Data were collected from case notes of patients started on fibrates (n=248) between 2002 and 2008 in the lipid clinics at Heart of England NHS Foundation Trust. Regression analyses were carried out to determine factors associated with changes in HDL-C.
Linear regression analysis revealed that HDL-C change was associated with pretreatment HDL-C (P<0.001), diabetes (P=0.004) and treatment duration (P=0.036). Multiple regression analysis with all of the factors in the model suggested that they were independent. Patients with a baseline HDL-C <1.0 mmol/L showed a greater HDL-C increase when compared to patients with a baseline HDL-C ≥1.0 mmol/L; HDL-C <1.0 mmol/L (increase of 0.15 mmol/L, linear regression: c=0.14, 95% confidence interval 0.05-0.30, P<0.001) and HDL-C ≥1.0 (increase of 0.002 mmol/L, linear regression: reference category). A similar relationship between change in HDL-C and baseline HDL-C was observed within groups stratified by patient characteristics (apart from those on concurrent statin therapy and females).
Our results may explain the discrepancies observed in some randomized controlled trials whereby subgroup analysis of patients with the metabolic syndrome appeared to show benefit whereas this was absent in the total cohort. Thus, future interventional studies using fibrates should perhaps focus on patients with low HDL-C levels.
使用贝特类药物进行的大型随机对照试验观察到高密度脂蛋白胆固醇(HDL-C)的变化各不相同。这些试验的共同主题也是不一致的心血管结局。然而,即使是阴性试验的亚组分析也揭示了低 HDL-C 和高甘油三酯患者心血管疾病的显著减少。我们希望在我们的脂质诊所研究贝特类药物治疗后 HDL-C 的变化,并确定与 HDL-C 变化相关的因素。
我们收集了 2002 年至 2008 年间在英格兰心脏 NHS 基金会信托基金的脂质诊所开始使用贝特类药物的患者(n=248)的病历数据。进行回归分析以确定与 HDL-C 变化相关的因素。

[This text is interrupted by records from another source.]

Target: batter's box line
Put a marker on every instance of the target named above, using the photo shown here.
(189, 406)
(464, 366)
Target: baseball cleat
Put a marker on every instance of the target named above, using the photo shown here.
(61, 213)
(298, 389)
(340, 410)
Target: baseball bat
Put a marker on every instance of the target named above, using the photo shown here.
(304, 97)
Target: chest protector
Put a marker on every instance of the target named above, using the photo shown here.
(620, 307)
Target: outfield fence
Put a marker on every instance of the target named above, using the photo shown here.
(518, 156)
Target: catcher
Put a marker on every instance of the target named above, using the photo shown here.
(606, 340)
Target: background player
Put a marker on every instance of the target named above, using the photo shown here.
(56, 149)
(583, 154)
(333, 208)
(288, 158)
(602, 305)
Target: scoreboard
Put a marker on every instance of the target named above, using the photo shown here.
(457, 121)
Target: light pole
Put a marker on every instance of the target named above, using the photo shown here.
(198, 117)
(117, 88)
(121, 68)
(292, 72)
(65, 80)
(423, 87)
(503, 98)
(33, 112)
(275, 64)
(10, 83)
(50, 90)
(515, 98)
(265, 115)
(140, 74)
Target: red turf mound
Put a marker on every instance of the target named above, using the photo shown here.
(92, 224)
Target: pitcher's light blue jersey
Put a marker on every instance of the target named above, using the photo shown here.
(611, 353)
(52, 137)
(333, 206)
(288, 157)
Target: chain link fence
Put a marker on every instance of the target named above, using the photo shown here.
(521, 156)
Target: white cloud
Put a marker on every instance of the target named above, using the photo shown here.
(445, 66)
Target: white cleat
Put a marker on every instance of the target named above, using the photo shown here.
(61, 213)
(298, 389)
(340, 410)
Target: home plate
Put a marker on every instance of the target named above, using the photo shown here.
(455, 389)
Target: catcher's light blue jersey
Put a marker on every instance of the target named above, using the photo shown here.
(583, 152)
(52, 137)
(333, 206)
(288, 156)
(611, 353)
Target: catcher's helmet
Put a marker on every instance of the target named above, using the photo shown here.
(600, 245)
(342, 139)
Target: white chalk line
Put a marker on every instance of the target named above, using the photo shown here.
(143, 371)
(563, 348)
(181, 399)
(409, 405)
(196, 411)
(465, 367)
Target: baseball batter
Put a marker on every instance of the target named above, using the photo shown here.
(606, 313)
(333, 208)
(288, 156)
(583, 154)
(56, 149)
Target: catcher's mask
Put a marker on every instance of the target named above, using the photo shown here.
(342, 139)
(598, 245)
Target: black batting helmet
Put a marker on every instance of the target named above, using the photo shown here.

线性回归分析显示,HDL-C 的变化与治疗前的 HDL-C(P<0.001)、糖尿病(P=0.004)和治疗时间(P=0.036)有关。在模型中纳入所有因素的多元回归分析表明,它们是独立的。与基线 HDL-C≥1.0mmol/L 的患者相比,基线 HDL-C<1.0mmol/L 的患者 HDL-C 升高幅度更大;基线 HDL-C<1.0mmol/L(升高 0.15mmol/L,线性回归:c=0.14,95%置信区间 0.05-0.30,P<0.001)和基线 HDL-C≥1.0(升高 0.002mmol/L,线性回归:参考类别)。在按患者特征分层的组内,也观察到 HDL-C 变化与基线 HDL-C 之间的相似关系(除了同时接受他汀类药物治疗的患者和女性)。
我们的结果可能解释了一些随机对照试验中观察到的差异,其中代谢综合征患者的亚组分析似乎显示出获益,而在总队列中则没有。因此,未来使用贝特类药物的干预性研究可能应该关注 HDL-C 水平较低的患者。